La Suprema Corte, di conseguenza, accoglieva il ricorso e cassava la sentenza impugnata con rinvio alla Corte di Appello di Bologna, concludendo per la non conformità della sentenza impugnata ai summenzionati principi, laddove riconduceva le difficoltà relazionali altresì alla condotta della docente ricorrente, senza neppure considerare che il c.d. “ambiente stressogeno” è configurabile alla stregua di un fatto ingiusto, in grado di condurre al riesame di tutte le altre condotte datoriali configurate quali vessatorie, in quanto la tutela del diritto fondamentale della persona del lavoratore trova fonte direttamente nella lettura, costituzionalmente orientata, dell’art. 2087 c.c., anche in assenza di qualsivoglia accertamento circa l’intento persecutorio diretto ad unificare tutte le condotte denunciate (a differenza di quanto specificamente richiesto in relazione al solo mobbing), sebbene apparentemente lecite ovvero meramente episodiche, ovvero laddove rilevava l’annullamento del provvedimento di trasferimento della lavoratrice per motivi di incompatibilità ambientale, nonché l’annullamento delle due sanzioni disciplinari ad essa irrogate, senza procedere ad una precisa e completa ricostruzione dei fatti ovvero senza esaminare le singole condotte nel contesto complessivo.

Argomento: Del lavoro
Sezione: Sezione Semplice

(Cass. Civ., Sez. Lav., 07 giugno 2024, n. 15957)

Stralcio a cura di Giorgio Potenza

“[…] un "ambiente lavorativo stressogeno" è configurabile come fatto ingiusto, suscettibile di condurre anche al riesame di tutte le altre condotte datoriali allegate come vessatorie, ancorché apparentemente lecite o solo episodiche, in quanto la tutela del diritto fondamentale della persona del lavoratore trova fonte direttamente nella lettura, costituzionalmente orientata, dell'art. 2087 cod. civ. (vedi, tra le altre: Cass. 7 febbraio 2023 n. 3692 e nello stesso senso: Cass. nn. 33639/2022, 33428/2022, 31514/2022).
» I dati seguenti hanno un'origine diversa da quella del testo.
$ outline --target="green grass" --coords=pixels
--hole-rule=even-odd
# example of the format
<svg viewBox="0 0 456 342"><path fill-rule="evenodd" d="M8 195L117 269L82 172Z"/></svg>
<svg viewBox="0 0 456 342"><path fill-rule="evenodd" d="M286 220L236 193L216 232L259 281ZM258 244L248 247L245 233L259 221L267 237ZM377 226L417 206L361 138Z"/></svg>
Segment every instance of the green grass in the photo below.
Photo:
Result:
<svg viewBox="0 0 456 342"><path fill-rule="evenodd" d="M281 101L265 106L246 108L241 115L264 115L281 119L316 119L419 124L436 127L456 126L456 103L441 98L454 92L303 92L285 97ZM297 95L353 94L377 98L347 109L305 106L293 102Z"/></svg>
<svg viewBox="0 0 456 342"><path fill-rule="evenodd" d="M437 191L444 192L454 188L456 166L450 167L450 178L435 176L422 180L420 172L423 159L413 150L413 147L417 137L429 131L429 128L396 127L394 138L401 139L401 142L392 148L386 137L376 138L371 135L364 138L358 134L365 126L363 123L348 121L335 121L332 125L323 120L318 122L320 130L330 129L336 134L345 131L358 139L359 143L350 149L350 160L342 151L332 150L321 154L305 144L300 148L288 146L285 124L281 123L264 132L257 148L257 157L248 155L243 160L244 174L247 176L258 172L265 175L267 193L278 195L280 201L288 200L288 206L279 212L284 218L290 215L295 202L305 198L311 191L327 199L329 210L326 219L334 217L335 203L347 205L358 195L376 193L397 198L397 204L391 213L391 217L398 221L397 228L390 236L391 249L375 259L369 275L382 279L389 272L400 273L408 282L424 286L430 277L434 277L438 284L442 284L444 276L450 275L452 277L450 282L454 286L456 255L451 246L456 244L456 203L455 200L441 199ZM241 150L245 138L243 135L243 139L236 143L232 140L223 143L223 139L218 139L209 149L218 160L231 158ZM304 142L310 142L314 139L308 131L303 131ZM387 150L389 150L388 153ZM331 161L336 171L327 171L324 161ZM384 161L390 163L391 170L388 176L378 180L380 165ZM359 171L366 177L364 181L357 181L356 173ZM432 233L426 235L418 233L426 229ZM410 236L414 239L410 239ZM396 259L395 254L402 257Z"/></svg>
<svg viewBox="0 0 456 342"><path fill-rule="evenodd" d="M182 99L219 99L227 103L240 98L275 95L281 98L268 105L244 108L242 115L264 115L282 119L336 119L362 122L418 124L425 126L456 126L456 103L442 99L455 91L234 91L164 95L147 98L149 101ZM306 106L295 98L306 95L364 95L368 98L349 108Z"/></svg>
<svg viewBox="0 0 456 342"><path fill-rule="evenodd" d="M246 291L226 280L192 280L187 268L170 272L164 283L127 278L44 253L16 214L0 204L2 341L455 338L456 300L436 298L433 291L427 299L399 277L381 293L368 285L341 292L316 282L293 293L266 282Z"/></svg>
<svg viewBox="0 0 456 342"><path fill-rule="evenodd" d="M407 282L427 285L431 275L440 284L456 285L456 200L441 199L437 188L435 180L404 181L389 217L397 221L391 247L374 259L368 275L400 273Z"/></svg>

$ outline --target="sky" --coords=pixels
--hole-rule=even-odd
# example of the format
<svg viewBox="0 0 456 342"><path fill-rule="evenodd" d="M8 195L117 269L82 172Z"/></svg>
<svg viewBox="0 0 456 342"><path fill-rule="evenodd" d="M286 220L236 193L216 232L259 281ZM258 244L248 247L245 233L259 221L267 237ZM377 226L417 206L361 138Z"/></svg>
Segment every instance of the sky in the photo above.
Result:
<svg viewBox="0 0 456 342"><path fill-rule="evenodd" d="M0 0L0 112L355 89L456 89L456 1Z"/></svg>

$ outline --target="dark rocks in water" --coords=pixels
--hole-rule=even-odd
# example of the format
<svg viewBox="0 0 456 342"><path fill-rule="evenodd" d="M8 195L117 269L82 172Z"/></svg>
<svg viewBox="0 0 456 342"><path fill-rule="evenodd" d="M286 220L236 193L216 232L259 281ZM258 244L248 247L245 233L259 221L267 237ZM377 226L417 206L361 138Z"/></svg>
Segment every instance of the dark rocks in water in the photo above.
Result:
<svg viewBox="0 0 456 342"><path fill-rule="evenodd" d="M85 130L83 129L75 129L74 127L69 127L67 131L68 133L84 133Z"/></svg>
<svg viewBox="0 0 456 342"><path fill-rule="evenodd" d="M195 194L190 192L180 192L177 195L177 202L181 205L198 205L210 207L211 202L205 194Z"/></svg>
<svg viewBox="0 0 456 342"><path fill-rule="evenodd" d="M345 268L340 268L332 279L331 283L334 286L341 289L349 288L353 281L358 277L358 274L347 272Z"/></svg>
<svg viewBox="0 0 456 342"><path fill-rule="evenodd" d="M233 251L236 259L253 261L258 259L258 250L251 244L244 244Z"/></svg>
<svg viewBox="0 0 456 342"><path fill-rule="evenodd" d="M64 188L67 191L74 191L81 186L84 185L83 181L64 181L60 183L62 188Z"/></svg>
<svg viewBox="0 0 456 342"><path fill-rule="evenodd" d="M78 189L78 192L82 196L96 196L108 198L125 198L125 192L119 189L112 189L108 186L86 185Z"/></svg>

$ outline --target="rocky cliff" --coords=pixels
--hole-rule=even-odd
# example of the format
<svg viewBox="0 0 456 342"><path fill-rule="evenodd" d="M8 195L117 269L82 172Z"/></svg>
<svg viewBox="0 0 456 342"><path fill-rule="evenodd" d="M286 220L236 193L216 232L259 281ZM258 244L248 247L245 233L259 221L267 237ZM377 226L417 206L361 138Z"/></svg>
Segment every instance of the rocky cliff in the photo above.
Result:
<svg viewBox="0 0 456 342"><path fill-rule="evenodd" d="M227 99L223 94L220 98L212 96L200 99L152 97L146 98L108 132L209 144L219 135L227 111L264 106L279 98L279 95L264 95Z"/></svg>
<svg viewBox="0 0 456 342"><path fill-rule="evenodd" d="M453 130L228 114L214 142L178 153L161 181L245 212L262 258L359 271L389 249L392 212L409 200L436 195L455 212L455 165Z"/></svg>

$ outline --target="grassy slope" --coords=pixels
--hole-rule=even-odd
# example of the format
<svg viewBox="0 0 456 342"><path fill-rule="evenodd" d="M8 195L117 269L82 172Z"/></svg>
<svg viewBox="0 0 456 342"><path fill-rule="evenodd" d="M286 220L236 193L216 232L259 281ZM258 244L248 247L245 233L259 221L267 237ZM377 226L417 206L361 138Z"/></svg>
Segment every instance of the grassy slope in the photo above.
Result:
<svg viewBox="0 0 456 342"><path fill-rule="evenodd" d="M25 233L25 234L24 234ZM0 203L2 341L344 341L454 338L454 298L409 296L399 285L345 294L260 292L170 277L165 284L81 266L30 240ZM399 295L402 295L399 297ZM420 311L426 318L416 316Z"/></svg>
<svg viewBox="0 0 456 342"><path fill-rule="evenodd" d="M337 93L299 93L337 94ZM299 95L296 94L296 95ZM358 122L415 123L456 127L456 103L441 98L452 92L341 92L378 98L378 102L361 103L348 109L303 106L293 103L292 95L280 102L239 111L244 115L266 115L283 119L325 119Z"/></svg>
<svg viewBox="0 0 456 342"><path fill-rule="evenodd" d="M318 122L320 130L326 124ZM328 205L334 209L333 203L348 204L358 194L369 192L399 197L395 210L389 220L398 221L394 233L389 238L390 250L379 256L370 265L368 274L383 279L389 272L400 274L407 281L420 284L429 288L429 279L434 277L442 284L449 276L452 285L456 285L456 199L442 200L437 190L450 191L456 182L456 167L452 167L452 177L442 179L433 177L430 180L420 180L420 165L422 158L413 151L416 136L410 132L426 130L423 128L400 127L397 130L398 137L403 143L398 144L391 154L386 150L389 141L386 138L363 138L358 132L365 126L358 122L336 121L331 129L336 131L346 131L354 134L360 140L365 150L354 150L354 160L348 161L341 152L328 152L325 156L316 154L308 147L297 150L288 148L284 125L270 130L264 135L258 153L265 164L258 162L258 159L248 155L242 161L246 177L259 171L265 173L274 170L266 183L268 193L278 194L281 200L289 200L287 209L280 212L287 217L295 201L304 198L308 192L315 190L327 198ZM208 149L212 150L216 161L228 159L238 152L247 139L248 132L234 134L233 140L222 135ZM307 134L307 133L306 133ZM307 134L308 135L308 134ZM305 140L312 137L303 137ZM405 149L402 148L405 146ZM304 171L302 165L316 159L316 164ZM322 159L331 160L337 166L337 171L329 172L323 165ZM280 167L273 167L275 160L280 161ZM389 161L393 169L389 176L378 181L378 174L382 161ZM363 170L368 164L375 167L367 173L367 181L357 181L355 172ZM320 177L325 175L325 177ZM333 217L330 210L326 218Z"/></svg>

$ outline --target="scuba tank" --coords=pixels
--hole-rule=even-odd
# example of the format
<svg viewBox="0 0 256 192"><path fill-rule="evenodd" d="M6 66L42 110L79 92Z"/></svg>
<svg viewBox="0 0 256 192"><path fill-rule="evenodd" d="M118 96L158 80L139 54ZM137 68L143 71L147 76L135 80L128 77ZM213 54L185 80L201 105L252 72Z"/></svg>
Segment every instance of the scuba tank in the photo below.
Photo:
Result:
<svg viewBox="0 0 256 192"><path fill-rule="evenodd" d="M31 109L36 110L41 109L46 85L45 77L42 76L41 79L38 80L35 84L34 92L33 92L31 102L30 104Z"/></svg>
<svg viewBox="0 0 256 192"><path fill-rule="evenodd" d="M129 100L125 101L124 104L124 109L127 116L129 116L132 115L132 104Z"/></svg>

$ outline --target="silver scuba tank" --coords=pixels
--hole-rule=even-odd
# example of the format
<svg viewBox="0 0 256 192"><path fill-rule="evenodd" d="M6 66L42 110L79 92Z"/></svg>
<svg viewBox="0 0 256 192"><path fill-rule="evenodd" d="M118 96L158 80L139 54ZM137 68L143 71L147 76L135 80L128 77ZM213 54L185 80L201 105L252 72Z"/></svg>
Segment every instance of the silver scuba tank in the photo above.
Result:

Si è inoltre affermato che per l'applicazione dell'art. 2087 cod. civ. si deve fare riferimento alla normativa internazionale (soprattutto Convenzioni ONU, OIL e CEDU) e UE e, quindi, alle pronunce delle due Corti europee centrali (CGUE e Corte EDU) e che tale applicazione è caratterizzata dalla necessità di operare un bilanciamento tra il diritto al lavoro e alla salute del dipendente (art. 4 e 32 Cost.) e la libertà di iniziativa economica del datore di lavoro privato (art. 41 Cost.) ovvero per il dato di lavoro pubblico le esigenze organizzative e i limiti di spesa. L'elemento di base di questa operazione è rappresentato dalla adozione come definizione di salute non è quella di "semplice assenza dello stato di malattia o di infermità", ma quella di "stato di completo benessere fisico, mentale e sociale" originariamente contenuta nel Preambolo della Costituzione dell'Organizzazione Mondiale della Sanità OMS (oppure World Health Organization, WHO, entrata in vigore il 7 aprile 1948), cui si riferiscono tutte le Carte internazionali in materia - a partire dalla importante Convenzione ONU sui diritti delle persone con disabilità - e che è stata espressamente riprodotta nell'art. 2, comma 1, lettera o) del D.Lgs. 9 aprile 2008, n. 81.”.